Review: Waking Sleeping Beauty

The film’s director and producer are both former Disney employees, and though not quite an infomercial, the film does have the feeling of an inside job.

Waking Sleeping Beauty

Don Hahn’s Waking Sleeping Beauty begins with a title card announcing that “from 1984 to 1994, a perfect storm of people and circumstances changed the face of animation forever.” Fair enough. We learn exactly how as a voiceover tells us that 1994’s The Lion King “opened to great reviews and three-quarters of a billion dollars,” emphasis on “billion.” The movie views those 10 years for Disney (conveniently ending before Pocahontas) in terms of box office receipts.

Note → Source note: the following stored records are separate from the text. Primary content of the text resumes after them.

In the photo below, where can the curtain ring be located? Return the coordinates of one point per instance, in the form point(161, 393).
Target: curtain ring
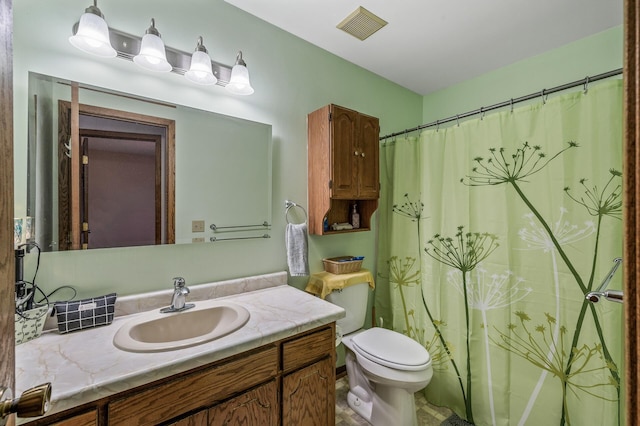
point(586, 84)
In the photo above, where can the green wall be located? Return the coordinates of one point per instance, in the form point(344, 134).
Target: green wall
point(589, 56)
point(291, 78)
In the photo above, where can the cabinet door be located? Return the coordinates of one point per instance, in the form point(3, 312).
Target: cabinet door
point(308, 396)
point(257, 407)
point(368, 159)
point(343, 152)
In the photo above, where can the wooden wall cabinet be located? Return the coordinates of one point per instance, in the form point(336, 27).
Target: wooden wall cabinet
point(343, 167)
point(290, 382)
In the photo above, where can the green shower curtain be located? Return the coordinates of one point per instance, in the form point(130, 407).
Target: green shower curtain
point(491, 231)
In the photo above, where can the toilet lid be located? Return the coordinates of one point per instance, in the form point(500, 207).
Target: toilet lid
point(391, 349)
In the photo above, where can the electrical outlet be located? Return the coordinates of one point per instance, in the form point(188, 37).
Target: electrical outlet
point(197, 226)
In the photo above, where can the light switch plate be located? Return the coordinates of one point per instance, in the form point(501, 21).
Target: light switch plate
point(197, 226)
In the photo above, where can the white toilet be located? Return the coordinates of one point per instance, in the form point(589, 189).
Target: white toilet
point(385, 368)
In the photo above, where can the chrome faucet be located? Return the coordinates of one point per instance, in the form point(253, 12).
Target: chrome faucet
point(180, 291)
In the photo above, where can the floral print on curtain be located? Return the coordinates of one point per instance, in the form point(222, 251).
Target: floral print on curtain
point(491, 233)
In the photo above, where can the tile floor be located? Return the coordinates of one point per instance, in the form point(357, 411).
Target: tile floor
point(428, 415)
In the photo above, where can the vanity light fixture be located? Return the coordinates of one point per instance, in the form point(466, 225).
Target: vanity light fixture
point(93, 33)
point(150, 53)
point(239, 83)
point(152, 56)
point(200, 71)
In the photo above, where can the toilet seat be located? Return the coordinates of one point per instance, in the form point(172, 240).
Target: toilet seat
point(391, 349)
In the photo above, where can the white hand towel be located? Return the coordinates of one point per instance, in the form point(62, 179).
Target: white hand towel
point(297, 250)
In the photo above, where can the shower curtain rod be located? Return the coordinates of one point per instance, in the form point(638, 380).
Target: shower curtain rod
point(585, 81)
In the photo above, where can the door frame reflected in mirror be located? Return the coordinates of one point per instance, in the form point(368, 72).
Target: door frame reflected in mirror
point(72, 230)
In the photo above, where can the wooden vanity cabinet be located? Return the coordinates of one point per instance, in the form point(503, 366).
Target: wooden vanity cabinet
point(343, 166)
point(309, 379)
point(85, 419)
point(290, 382)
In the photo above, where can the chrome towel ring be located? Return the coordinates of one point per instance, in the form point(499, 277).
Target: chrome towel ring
point(290, 204)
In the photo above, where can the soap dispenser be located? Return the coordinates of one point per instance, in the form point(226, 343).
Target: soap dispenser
point(355, 217)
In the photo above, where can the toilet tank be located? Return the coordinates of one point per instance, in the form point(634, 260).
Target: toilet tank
point(352, 299)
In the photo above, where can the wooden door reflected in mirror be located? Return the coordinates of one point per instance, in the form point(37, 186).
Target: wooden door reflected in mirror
point(122, 193)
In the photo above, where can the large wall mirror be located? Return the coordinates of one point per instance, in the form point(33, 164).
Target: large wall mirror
point(108, 169)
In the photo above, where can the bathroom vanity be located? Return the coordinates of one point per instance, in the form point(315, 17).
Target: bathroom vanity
point(277, 369)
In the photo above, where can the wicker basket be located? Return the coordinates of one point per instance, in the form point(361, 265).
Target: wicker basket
point(342, 265)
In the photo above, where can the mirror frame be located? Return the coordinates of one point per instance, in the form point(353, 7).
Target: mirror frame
point(69, 224)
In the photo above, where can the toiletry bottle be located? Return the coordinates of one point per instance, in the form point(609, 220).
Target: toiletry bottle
point(355, 217)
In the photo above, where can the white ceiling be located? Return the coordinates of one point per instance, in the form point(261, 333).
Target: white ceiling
point(431, 44)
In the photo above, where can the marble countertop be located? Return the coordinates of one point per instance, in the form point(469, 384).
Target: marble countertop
point(85, 366)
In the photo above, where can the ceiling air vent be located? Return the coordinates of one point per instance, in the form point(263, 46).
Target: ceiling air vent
point(361, 23)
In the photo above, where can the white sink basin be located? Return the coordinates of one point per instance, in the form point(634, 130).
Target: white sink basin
point(157, 332)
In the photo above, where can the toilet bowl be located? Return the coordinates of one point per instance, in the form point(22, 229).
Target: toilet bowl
point(385, 369)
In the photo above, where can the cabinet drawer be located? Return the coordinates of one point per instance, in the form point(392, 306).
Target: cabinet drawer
point(197, 390)
point(306, 349)
point(86, 419)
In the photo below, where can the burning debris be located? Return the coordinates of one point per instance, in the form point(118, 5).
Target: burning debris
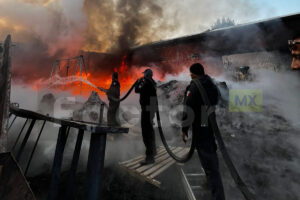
point(90, 110)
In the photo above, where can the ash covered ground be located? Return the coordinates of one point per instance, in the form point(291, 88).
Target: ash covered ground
point(263, 145)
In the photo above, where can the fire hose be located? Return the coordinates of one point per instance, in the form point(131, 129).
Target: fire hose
point(212, 121)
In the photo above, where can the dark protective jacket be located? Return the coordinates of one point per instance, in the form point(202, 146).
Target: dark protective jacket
point(146, 87)
point(113, 92)
point(194, 105)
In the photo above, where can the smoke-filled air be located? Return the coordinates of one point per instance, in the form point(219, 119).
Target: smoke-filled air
point(233, 62)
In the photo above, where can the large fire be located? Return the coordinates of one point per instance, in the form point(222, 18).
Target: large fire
point(83, 83)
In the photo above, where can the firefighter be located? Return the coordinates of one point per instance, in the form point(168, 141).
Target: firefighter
point(113, 95)
point(205, 140)
point(146, 87)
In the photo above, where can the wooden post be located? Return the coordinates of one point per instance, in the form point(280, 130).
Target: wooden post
point(57, 163)
point(5, 68)
point(95, 165)
point(70, 194)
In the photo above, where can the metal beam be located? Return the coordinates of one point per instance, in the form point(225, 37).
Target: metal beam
point(57, 163)
point(95, 165)
point(5, 77)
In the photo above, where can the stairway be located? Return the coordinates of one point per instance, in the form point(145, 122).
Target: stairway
point(194, 180)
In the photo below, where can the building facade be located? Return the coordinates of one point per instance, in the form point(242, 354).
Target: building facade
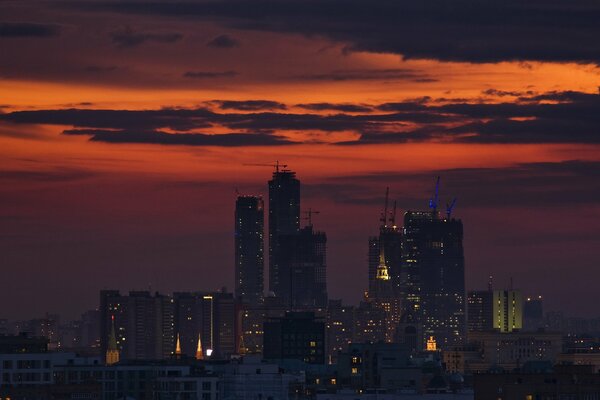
point(249, 249)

Not that this should necessarily be surprising; in his book The Disney Version, Richard Schickel quotes Walt Disney as saying, “I’ve always had a nightmare. I dream that one of my pictures has ended up in an art theater. And I wake up shaking.” Yet in an era where people use the words “greed” and “dishonesty” in connection with Wall Street more than they do “bear” and “bull,” it feels strange to watch a movie that treats corporate maneuvers as heroic. It’s even stranger that the corporation should be Disney, the Trump Towers of children’s merchandising.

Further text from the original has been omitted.